Quoi de plus stable et de plus rassurant qu'une forme ? Dans de nombreuses traditions religieuses, le monde est formé par une main divine qui lui donne son aspect extérieur. Au pluriel, cet aspect rassurant perdure lorsque l'on respecte les formes. Les choses se compliquent cependant lorsque ces formes se manifestent comme des états passagers ou instables, comme un reflet de la porosité du vivant, quand elles ne semblent même exister que pour être transgressées dans leurs limites corporelles, normatives, langagières ou mentales.
Dans le contexte iranien, du Livre des Rois de Ferdowsī (XIe siècle) à l'œuvre de Sīmīn Dāneshvar ou de ‘Aṭīeh ‘Aṭṭārzādeh à l'époque contemporaine, la littérature persane regorge de motifs de monstres et de métamorphoses. La question de la forme humaine et de la possibilité de son altération a aussi été abordée par la théologie chiite duodécimaine, dans le cadre de l'exégèse de versets coraniques mentionnant que l'homme a été créé « de la forme la plus parfaite » (95:4), mais qu'il a ensuite été « renvoyé au plus bas des degrés » (95:5), et peut même devenir « semblable aux bestiaux » (7:179).
Cet atelier vise à appréhender la manière dont ces figures du difforme et du monstre ont été mobilisées dans différents contextes politiques et sociaux en Iran pour questionner des manières d'exercer le pouvoir, interroger des normes sociales ou religieuses, ou encore permettre d'outrepasser des contraintes et cadres érigés par des autorités extérieures. Au-delà de sa dimension subversive, il s'agit aussi de réfléchir à la façon dont le motif de la métamorphose et du difforme permet d'exprimer des désirs, nourrit des imaginaires, et participe à façonner des manières alternatives de penser l'ordre du vivant et les relations entre l'humain et le non-humain.
Le corpus étudié comprendra notamment des œuvres littéraires et de théologie chiite, des textes journalistiques, des discours politiques, mais aussi des récits de pratiques d'Iraniens recueillis dans le cadre d'une démarche ethnographique. Centrées sur la période contemporaine, les contributions pourront aussi inclure des textes littéraires et religieux plus anciens permettant de retracer certaines racines de ce rapport à la forme et à ses altérations.
What is more stable and reassuring than a form? In many religious traditions, the world is shaped by a divine hand that bestows upon it its outward appearance. Known forms are appeasing even in their plurality, so long as each one retains its own separate, distinctive features. Wherever these forms become elusive or changing, however, discomfort arises. Could it be that a form is merely the manifestation of a transient state, an instant in the porous existence of living beings? How can order be maintained, if the form of life is just a moment in the flow, reflecting only the continual trespassing on its own bodily, linguistic, and mental boundaries? From Ferdowsī's Book of Kings (11th c.) to the contemporary works of Sīmīn Dāneshvar and ‘Aṭīeh ‘Aṭṭārzādeh, figures of monsters and metamorphoses abound in Persian literature. The questions raised by the human form and the possibility of its alteration has also been addressed by Twelver Shiite theology, discussing exegetical interpretations of those Quranic verses stating that humans were created “in the best form” (95:4) yet destined be reduced “to the lowest of the low” (95:5), and that they are “like cattle” (7:179).

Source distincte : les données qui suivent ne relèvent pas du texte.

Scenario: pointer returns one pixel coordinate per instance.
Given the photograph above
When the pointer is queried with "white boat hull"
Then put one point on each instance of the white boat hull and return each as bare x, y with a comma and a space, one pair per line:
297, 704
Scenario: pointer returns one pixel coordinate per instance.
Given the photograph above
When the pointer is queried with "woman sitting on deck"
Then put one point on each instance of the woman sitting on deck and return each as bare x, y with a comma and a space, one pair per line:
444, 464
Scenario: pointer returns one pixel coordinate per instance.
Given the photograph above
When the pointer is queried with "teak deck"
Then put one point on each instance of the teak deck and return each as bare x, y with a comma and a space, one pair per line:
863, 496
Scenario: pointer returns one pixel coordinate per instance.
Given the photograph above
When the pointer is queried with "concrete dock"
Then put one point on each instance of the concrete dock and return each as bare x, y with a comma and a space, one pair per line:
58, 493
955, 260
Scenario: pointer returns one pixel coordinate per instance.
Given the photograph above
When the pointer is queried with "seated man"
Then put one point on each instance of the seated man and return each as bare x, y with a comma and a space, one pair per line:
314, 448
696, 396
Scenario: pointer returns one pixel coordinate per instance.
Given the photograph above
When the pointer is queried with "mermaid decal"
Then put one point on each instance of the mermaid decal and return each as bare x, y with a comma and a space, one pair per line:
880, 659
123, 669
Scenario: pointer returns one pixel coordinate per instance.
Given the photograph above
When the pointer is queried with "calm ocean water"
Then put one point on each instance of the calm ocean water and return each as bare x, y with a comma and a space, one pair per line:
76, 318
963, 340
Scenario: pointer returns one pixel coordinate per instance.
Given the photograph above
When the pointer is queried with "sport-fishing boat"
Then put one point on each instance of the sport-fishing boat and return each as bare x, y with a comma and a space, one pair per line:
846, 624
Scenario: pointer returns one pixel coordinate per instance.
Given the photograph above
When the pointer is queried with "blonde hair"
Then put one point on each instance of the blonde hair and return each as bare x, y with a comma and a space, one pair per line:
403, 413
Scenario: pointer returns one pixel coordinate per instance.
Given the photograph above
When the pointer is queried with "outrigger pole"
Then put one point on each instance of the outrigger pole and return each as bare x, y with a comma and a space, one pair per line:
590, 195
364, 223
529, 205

This panel explores the ways in which figures of deformation and monstruosity have been used in Iran to question social and religious norms, or the exercise of power, at times even to legitimize transgression of rules and constraints imposed from the outside by the authorities. Beyond this subversive edge, the panel also reflects on how the motif of metamorphosis and deformity functions to express desires and fuel the imagination, shaping alternative ways of thinking about the nature of life and the relationship between human and non-human. The corpus under study includes literary works, Twelver Shiite theological texts, journalistic pieces, as well as political discourses and personal narratives collected through ethnographic research. While focusing on the contemporary period, contributions may also trace these issues and motifs in textual sources from the distant past.